Here are the tricks:
– place a large baking stone on the bottom rack of the oven (not on the oven deck)
– place a smaller baking stone (or same size if you have it – I didn’t have two of the same size) on the rack above the bottom one
– turn oven (I have a gas oven) to Broil
– wait about a half hour (oven should be at least 550 degrees)
– flour the peel
– move the stretched dough to the peel, add sauce, cheese, and toppings (I tend to add a little olive oil to the top)
– move the pizza from the peel to the oven
– cook it until it’s starting to brown (use your judgement) – took less than 10 minutes per small, thin pizza
– remove from oven with the peel (I use a standard long handled wooden peel – metal would have been easier to remove the pizza I’m sure)
This left a crispy crust on the outside and nice and moist on the inside still (depends on your dough recipe, of course). The heat staying between the top and bottom stones was the trick, as I’d tried it just on the stone in the past many times and it never rose right or gave the right amount of crisp. It rose just enough this time.
Made for a really great thin pizza.

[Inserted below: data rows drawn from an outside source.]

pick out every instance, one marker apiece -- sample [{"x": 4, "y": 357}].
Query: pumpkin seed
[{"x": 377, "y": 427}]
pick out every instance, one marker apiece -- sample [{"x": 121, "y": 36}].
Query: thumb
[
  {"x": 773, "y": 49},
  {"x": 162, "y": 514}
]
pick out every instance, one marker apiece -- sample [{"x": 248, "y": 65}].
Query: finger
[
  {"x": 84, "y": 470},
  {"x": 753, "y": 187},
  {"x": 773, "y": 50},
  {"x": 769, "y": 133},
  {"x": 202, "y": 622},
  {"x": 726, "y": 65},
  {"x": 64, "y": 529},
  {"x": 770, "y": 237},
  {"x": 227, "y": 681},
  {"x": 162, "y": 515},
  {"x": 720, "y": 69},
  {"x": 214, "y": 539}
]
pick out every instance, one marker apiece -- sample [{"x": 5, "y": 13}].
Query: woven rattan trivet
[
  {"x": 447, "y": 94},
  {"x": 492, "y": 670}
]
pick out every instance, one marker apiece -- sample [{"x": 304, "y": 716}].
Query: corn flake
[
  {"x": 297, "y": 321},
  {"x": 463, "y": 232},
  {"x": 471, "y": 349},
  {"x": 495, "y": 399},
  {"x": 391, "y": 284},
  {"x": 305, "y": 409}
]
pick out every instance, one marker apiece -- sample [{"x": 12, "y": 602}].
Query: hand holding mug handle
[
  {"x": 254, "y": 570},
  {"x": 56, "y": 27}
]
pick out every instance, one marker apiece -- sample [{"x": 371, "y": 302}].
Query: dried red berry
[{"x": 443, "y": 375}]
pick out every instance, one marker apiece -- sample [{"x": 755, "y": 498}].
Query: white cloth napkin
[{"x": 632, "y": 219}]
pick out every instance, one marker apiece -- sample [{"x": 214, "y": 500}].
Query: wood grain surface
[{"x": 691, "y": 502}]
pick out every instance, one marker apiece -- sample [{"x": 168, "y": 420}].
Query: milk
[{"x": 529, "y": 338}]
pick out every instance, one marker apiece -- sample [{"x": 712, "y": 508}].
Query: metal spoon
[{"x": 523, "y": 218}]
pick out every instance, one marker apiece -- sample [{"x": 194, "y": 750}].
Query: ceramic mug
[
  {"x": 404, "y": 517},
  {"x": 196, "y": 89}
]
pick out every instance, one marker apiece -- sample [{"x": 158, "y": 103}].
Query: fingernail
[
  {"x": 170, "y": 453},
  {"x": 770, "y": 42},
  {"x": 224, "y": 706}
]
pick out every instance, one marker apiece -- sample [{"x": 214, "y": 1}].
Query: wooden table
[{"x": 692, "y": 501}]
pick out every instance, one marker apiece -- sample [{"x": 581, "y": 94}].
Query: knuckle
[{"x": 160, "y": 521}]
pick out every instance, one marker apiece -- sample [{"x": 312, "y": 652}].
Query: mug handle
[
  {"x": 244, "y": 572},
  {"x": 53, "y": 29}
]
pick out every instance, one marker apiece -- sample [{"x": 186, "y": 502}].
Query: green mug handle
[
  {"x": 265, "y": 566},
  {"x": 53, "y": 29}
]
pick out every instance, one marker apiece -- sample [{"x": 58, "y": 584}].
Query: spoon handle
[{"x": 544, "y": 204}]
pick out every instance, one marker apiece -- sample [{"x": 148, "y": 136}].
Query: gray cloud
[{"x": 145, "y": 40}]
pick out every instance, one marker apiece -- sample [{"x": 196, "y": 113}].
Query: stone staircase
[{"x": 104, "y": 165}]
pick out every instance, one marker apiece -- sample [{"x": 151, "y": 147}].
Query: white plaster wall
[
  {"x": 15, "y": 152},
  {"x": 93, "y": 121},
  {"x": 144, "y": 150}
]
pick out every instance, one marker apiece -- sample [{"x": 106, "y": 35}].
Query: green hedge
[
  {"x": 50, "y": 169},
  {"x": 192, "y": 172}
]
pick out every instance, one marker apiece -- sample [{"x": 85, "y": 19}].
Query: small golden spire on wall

The sauce was just hand crushed D.O.P. certified San Marzano tomatoes, olive oil, fresh basil, dry oregano, emeceed garlic, and a dash of salt.
In the process, I was in a huge hurry and managed to spill half a pizza onto the baking stone, thus the mess. It’s all a matter of getting the right flour onto the peel and not spilling any ingredients onto said flour. (I can’t wait to own a SuperPeel!)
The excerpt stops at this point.